Over 70 percent of teens reported having at least one drink of alcohol during their life. More than 17 percent said they had tried alcohol prior to their 13th birthday.
The number of students that have driven a car while drinking was 5.3 percent in 2011, down from 12.4 percent in 2003. Far more, 21.7 percent, admitted to riding in a car with a driver who had been drinking alcohol – a decrease from 28.3 percent eight years ago.
Indiana students were surveyed about many other topics, including smoking. It appears fewer of the state’s young people are lighting up. In 2003, 60.4 percent of teens said they had tried cigarette smoking. Last year that number fell to 49.5 percent.
About 37 percent of teenagers replied that they had used marijuana one or more times, compared to 43.4 percent in 2003.
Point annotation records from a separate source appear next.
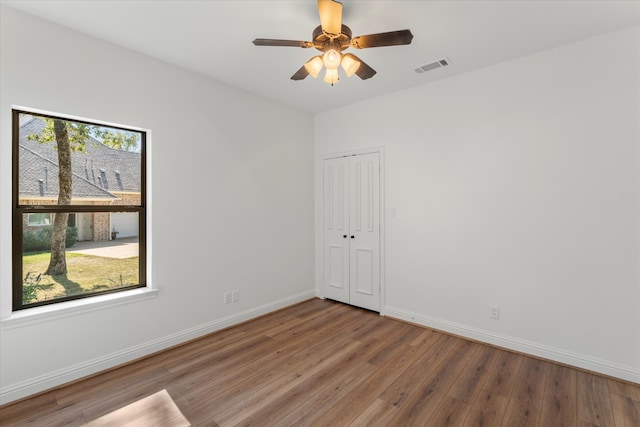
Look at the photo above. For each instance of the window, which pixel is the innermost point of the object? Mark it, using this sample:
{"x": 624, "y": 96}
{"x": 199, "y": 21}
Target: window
{"x": 79, "y": 219}
{"x": 35, "y": 220}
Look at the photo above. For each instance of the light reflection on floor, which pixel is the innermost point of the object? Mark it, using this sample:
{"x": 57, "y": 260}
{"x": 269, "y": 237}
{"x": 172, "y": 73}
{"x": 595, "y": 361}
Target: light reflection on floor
{"x": 159, "y": 409}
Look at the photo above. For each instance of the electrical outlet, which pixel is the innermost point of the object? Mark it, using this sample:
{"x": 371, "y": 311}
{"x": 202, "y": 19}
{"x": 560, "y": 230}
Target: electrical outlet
{"x": 494, "y": 312}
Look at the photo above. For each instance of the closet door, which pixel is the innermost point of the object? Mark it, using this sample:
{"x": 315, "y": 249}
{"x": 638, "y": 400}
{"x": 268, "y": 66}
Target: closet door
{"x": 351, "y": 230}
{"x": 336, "y": 229}
{"x": 364, "y": 236}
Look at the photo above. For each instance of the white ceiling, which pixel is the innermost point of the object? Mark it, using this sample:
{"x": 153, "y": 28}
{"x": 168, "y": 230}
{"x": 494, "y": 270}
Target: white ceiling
{"x": 213, "y": 37}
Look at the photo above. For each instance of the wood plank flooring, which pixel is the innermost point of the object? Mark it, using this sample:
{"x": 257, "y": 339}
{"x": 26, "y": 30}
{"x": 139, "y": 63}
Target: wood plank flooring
{"x": 321, "y": 363}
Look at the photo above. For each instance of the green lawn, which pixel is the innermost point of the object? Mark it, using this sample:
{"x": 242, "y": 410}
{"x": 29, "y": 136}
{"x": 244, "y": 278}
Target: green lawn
{"x": 85, "y": 274}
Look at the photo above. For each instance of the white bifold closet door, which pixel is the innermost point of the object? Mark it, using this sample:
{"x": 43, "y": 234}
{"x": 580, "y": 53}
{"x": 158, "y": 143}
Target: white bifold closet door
{"x": 351, "y": 228}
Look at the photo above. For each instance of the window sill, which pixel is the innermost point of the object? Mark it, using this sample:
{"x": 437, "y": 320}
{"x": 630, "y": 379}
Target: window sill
{"x": 47, "y": 313}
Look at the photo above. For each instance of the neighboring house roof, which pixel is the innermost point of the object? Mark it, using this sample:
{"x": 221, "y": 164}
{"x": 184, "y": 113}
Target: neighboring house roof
{"x": 98, "y": 172}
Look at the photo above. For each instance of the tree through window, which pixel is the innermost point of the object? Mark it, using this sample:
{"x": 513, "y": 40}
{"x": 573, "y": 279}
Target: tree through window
{"x": 79, "y": 223}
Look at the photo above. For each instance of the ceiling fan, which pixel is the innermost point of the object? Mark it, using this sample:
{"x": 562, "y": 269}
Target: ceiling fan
{"x": 331, "y": 37}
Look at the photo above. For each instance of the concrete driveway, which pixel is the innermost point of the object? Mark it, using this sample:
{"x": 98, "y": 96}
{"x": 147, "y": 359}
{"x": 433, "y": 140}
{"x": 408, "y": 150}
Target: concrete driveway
{"x": 120, "y": 248}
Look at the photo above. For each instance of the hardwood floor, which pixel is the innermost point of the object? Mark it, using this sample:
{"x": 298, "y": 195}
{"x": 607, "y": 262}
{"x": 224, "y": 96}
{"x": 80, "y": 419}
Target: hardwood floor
{"x": 321, "y": 363}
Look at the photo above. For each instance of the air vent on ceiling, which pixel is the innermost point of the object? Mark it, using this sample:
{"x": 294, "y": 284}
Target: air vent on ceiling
{"x": 433, "y": 65}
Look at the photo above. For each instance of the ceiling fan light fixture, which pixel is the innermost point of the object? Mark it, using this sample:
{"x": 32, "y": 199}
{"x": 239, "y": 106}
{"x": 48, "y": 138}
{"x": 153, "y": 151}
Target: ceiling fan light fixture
{"x": 331, "y": 76}
{"x": 314, "y": 65}
{"x": 350, "y": 64}
{"x": 332, "y": 59}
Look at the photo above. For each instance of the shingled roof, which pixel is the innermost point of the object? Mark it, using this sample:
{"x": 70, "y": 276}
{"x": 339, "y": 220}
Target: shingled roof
{"x": 96, "y": 173}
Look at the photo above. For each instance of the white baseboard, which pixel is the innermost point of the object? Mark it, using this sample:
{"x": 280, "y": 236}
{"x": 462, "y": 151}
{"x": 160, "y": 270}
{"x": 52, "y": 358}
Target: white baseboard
{"x": 528, "y": 347}
{"x": 75, "y": 372}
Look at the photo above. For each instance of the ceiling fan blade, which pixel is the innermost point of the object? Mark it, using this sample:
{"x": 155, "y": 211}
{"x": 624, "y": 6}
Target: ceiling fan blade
{"x": 364, "y": 71}
{"x": 392, "y": 38}
{"x": 300, "y": 74}
{"x": 330, "y": 12}
{"x": 284, "y": 43}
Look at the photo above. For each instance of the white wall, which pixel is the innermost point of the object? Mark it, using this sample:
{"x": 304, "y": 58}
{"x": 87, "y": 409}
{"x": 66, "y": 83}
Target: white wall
{"x": 517, "y": 185}
{"x": 232, "y": 200}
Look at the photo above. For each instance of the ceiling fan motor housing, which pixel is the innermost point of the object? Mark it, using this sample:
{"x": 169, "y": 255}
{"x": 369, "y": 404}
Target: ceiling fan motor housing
{"x": 324, "y": 41}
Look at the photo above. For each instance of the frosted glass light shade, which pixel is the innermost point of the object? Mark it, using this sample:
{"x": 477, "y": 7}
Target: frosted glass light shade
{"x": 331, "y": 76}
{"x": 314, "y": 65}
{"x": 331, "y": 59}
{"x": 350, "y": 64}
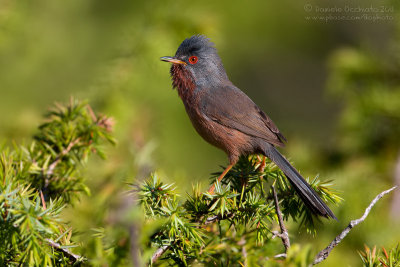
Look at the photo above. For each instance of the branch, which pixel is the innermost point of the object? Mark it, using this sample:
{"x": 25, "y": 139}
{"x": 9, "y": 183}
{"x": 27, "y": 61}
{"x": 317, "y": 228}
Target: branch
{"x": 68, "y": 253}
{"x": 212, "y": 219}
{"x": 159, "y": 253}
{"x": 325, "y": 252}
{"x": 284, "y": 233}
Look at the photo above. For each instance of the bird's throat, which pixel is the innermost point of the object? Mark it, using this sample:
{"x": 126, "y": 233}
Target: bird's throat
{"x": 182, "y": 80}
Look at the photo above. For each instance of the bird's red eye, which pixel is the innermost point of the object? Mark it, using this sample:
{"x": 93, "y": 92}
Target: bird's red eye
{"x": 193, "y": 59}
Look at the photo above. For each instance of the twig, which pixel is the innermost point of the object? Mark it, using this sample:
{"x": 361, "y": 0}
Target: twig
{"x": 68, "y": 253}
{"x": 159, "y": 253}
{"x": 212, "y": 219}
{"x": 325, "y": 252}
{"x": 242, "y": 243}
{"x": 282, "y": 255}
{"x": 284, "y": 234}
{"x": 42, "y": 198}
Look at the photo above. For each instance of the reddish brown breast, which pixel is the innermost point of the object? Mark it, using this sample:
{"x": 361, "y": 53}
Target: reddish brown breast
{"x": 182, "y": 80}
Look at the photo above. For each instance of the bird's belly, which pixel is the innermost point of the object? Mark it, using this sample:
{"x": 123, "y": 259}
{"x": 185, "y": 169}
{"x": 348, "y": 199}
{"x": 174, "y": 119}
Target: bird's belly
{"x": 233, "y": 142}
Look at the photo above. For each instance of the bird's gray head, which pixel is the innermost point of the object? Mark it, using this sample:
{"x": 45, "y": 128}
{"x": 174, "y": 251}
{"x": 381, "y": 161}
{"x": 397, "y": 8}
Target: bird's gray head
{"x": 196, "y": 59}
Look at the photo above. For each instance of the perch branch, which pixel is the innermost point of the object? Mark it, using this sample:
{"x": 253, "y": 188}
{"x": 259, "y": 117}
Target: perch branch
{"x": 212, "y": 219}
{"x": 284, "y": 233}
{"x": 325, "y": 252}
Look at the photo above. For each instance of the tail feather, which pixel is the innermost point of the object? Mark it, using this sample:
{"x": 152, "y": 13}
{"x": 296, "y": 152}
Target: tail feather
{"x": 310, "y": 198}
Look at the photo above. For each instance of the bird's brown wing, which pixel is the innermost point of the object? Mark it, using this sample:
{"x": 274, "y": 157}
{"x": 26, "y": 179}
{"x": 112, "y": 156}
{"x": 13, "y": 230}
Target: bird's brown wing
{"x": 234, "y": 109}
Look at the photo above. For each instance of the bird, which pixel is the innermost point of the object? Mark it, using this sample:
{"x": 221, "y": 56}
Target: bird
{"x": 227, "y": 118}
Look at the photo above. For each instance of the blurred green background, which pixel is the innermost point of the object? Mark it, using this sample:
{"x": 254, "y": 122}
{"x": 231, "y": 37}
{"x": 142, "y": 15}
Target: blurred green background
{"x": 331, "y": 84}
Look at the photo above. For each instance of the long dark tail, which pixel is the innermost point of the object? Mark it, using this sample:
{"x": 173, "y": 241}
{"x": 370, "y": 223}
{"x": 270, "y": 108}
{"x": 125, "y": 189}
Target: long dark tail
{"x": 306, "y": 193}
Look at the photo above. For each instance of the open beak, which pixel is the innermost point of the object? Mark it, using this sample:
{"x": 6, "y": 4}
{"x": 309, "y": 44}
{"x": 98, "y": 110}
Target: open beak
{"x": 173, "y": 60}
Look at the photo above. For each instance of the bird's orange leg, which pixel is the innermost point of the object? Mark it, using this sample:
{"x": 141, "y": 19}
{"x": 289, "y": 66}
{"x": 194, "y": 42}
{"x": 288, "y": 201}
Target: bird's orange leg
{"x": 212, "y": 188}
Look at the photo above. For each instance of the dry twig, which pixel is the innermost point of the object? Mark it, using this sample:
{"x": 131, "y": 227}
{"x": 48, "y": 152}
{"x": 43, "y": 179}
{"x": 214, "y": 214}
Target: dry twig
{"x": 325, "y": 252}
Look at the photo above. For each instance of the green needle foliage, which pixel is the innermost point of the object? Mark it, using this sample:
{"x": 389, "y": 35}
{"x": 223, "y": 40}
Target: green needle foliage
{"x": 218, "y": 229}
{"x": 39, "y": 180}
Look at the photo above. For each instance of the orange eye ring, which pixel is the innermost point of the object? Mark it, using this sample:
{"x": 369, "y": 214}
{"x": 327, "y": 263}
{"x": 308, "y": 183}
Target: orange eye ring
{"x": 193, "y": 60}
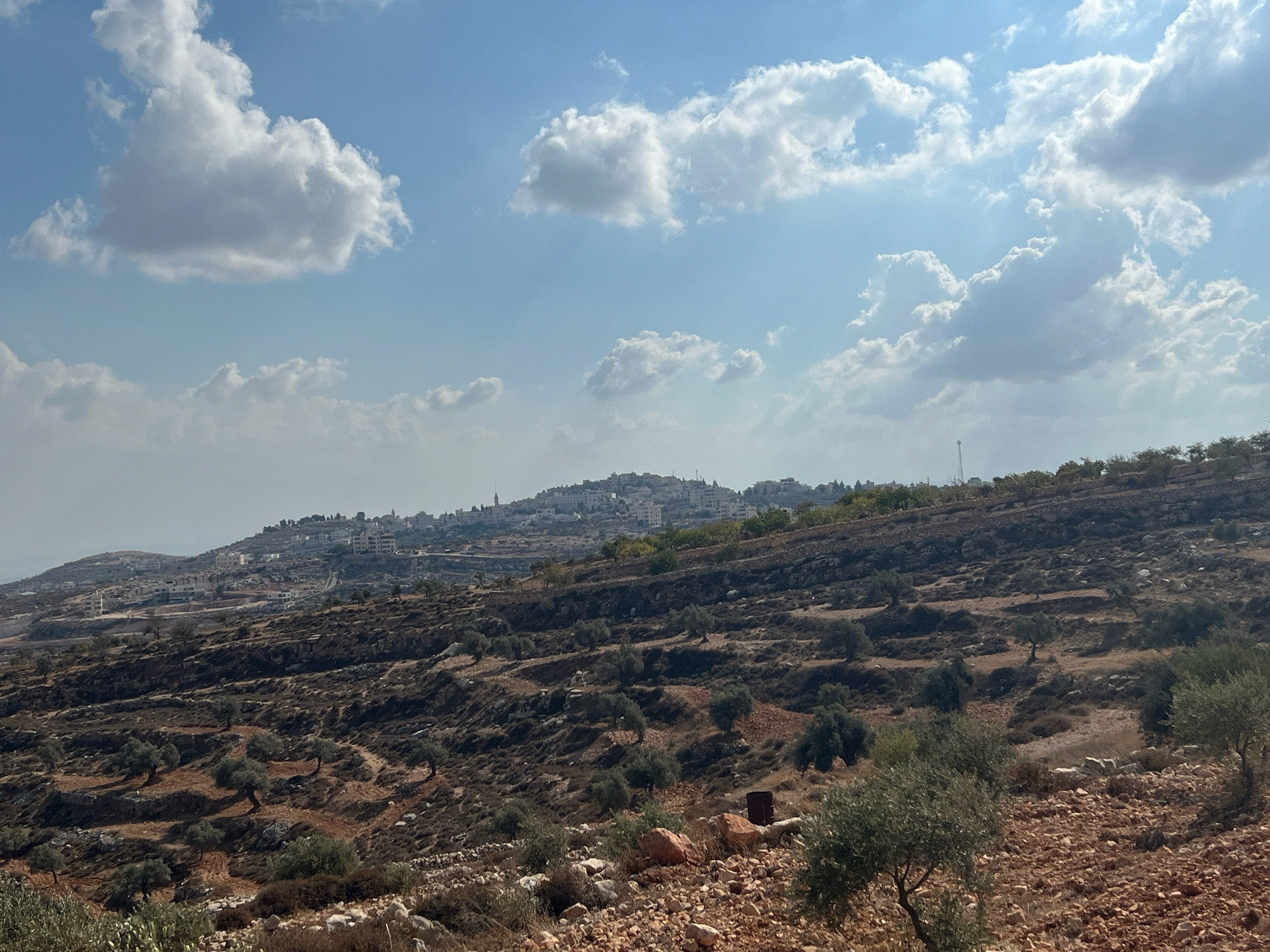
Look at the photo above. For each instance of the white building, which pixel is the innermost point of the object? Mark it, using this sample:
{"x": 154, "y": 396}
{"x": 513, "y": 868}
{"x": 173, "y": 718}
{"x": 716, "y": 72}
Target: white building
{"x": 374, "y": 544}
{"x": 647, "y": 513}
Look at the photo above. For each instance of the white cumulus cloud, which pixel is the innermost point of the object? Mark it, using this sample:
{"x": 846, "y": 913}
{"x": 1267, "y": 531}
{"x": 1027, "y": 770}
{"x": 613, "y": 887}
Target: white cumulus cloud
{"x": 483, "y": 390}
{"x": 637, "y": 365}
{"x": 782, "y": 133}
{"x": 742, "y": 366}
{"x": 210, "y": 186}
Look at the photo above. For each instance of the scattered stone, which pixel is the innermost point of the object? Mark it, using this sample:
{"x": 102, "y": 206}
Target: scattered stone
{"x": 737, "y": 832}
{"x": 704, "y": 936}
{"x": 670, "y": 849}
{"x": 1184, "y": 931}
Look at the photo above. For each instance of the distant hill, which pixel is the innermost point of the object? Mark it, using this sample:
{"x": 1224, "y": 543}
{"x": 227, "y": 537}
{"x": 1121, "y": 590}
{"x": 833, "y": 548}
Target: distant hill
{"x": 95, "y": 571}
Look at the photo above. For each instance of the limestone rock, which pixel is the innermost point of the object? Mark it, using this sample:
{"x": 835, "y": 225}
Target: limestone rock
{"x": 670, "y": 849}
{"x": 737, "y": 832}
{"x": 704, "y": 936}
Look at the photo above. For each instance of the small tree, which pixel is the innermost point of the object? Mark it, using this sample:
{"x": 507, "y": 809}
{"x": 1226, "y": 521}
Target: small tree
{"x": 515, "y": 818}
{"x": 846, "y": 640}
{"x": 426, "y": 752}
{"x": 474, "y": 644}
{"x": 902, "y": 827}
{"x": 323, "y": 751}
{"x": 627, "y": 664}
{"x": 947, "y": 686}
{"x": 143, "y": 878}
{"x": 137, "y": 758}
{"x": 265, "y": 747}
{"x": 50, "y": 753}
{"x": 46, "y": 859}
{"x": 624, "y": 713}
{"x": 731, "y": 705}
{"x": 203, "y": 837}
{"x": 545, "y": 847}
{"x": 227, "y": 710}
{"x": 244, "y": 775}
{"x": 665, "y": 560}
{"x": 1233, "y": 714}
{"x": 1034, "y": 631}
{"x": 591, "y": 634}
{"x": 891, "y": 587}
{"x": 832, "y": 733}
{"x": 694, "y": 620}
{"x": 652, "y": 767}
{"x": 612, "y": 791}
{"x": 318, "y": 855}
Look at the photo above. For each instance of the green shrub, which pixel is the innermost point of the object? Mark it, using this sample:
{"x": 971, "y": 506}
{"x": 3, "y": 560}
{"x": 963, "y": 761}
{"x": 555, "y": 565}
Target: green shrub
{"x": 832, "y": 733}
{"x": 846, "y": 640}
{"x": 900, "y": 827}
{"x": 401, "y": 878}
{"x": 1184, "y": 624}
{"x": 473, "y": 909}
{"x": 265, "y": 747}
{"x": 612, "y": 791}
{"x": 667, "y": 560}
{"x": 623, "y": 835}
{"x": 731, "y": 705}
{"x": 134, "y": 879}
{"x": 652, "y": 769}
{"x": 311, "y": 856}
{"x": 514, "y": 819}
{"x": 947, "y": 687}
{"x": 544, "y": 847}
{"x": 893, "y": 746}
{"x": 203, "y": 837}
{"x": 13, "y": 840}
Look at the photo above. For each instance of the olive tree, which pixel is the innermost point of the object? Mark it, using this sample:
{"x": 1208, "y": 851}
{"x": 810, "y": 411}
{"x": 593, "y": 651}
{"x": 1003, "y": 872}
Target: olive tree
{"x": 243, "y": 775}
{"x": 891, "y": 587}
{"x": 652, "y": 767}
{"x": 1034, "y": 631}
{"x": 612, "y": 791}
{"x": 730, "y": 705}
{"x": 907, "y": 828}
{"x": 426, "y": 752}
{"x": 203, "y": 837}
{"x": 846, "y": 640}
{"x": 46, "y": 859}
{"x": 227, "y": 710}
{"x": 832, "y": 733}
{"x": 322, "y": 751}
{"x": 1224, "y": 717}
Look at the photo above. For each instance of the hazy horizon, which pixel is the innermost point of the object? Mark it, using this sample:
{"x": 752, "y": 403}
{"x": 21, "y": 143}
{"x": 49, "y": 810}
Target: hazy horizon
{"x": 531, "y": 246}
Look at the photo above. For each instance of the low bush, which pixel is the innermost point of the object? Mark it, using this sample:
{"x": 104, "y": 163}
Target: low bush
{"x": 35, "y": 922}
{"x": 1029, "y": 777}
{"x": 567, "y": 885}
{"x": 624, "y": 833}
{"x": 474, "y": 909}
{"x": 544, "y": 847}
{"x": 313, "y": 856}
{"x": 289, "y": 897}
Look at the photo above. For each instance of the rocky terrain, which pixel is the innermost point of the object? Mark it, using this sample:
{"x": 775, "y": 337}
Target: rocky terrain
{"x": 1108, "y": 850}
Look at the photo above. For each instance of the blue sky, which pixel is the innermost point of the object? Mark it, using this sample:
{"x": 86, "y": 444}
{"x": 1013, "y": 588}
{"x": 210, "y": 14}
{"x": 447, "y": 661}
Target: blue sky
{"x": 286, "y": 257}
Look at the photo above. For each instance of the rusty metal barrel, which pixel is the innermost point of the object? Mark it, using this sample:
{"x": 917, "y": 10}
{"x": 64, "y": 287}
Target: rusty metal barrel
{"x": 759, "y": 805}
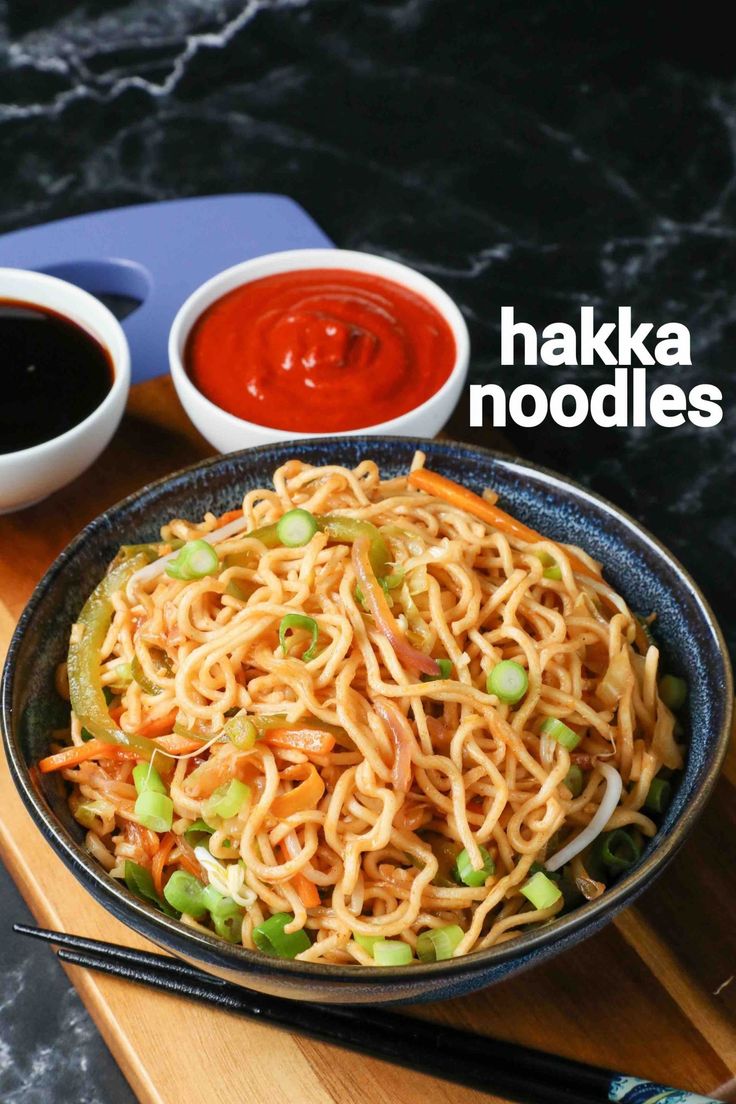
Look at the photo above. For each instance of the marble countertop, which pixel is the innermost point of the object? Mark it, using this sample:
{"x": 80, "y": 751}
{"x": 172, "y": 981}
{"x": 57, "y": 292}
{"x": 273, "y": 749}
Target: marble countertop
{"x": 519, "y": 156}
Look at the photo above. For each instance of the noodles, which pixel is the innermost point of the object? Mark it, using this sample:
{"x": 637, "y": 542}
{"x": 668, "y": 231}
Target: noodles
{"x": 328, "y": 762}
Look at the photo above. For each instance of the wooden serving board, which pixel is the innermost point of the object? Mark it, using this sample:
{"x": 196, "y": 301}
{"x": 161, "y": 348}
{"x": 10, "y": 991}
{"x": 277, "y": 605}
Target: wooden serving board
{"x": 651, "y": 995}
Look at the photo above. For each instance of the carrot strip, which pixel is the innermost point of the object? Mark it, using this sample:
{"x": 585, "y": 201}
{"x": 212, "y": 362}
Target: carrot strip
{"x": 309, "y": 741}
{"x": 304, "y": 796}
{"x": 160, "y": 861}
{"x": 403, "y": 739}
{"x": 455, "y": 495}
{"x": 93, "y": 749}
{"x": 408, "y": 656}
{"x": 230, "y": 516}
{"x": 308, "y": 892}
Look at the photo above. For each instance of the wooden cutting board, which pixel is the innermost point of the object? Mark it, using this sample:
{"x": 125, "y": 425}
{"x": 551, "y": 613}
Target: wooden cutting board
{"x": 652, "y": 995}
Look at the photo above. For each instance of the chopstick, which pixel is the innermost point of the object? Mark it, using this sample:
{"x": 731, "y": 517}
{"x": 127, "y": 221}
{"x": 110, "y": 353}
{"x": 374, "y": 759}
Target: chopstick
{"x": 508, "y": 1070}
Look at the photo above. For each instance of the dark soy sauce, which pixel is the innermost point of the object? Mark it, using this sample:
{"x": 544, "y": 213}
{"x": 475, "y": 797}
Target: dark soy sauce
{"x": 53, "y": 374}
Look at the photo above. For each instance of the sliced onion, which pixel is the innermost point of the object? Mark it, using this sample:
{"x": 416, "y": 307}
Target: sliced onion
{"x": 604, "y": 813}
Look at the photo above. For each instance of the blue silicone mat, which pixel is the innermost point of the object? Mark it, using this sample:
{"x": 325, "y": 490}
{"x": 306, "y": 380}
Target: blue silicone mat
{"x": 158, "y": 253}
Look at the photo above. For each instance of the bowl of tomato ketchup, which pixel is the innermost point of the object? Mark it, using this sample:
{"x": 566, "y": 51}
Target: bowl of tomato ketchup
{"x": 318, "y": 342}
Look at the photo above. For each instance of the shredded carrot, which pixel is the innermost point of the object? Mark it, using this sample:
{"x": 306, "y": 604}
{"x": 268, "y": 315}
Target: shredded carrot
{"x": 308, "y": 892}
{"x": 306, "y": 795}
{"x": 93, "y": 749}
{"x": 455, "y": 495}
{"x": 309, "y": 741}
{"x": 187, "y": 859}
{"x": 230, "y": 516}
{"x": 160, "y": 860}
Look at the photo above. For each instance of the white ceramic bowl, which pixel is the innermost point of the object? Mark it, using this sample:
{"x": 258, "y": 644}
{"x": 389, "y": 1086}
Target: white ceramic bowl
{"x": 29, "y": 475}
{"x": 228, "y": 433}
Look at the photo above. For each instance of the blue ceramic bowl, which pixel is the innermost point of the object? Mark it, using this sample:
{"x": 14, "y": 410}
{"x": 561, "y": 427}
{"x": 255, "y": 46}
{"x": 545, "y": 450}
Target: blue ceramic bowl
{"x": 636, "y": 564}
While alcohol, smoking and substance abuse behaviors appear to be improving over the past decade, the same cannot be said for other aspects of life for teens. The study found that 18.9 percent of Indiana teens had attempted suicide, up from 6.6 percent in 2003. Over 29 percent of teenagers said they felt sad or hopeless, compared to 25.5 percent in 2003.
Fifty-one percent of respondents said they had sexual intercourse, up from 48.8 percent. Thirteen percent said they did not use any method to prevent pregnancy during their last sexual intercourse.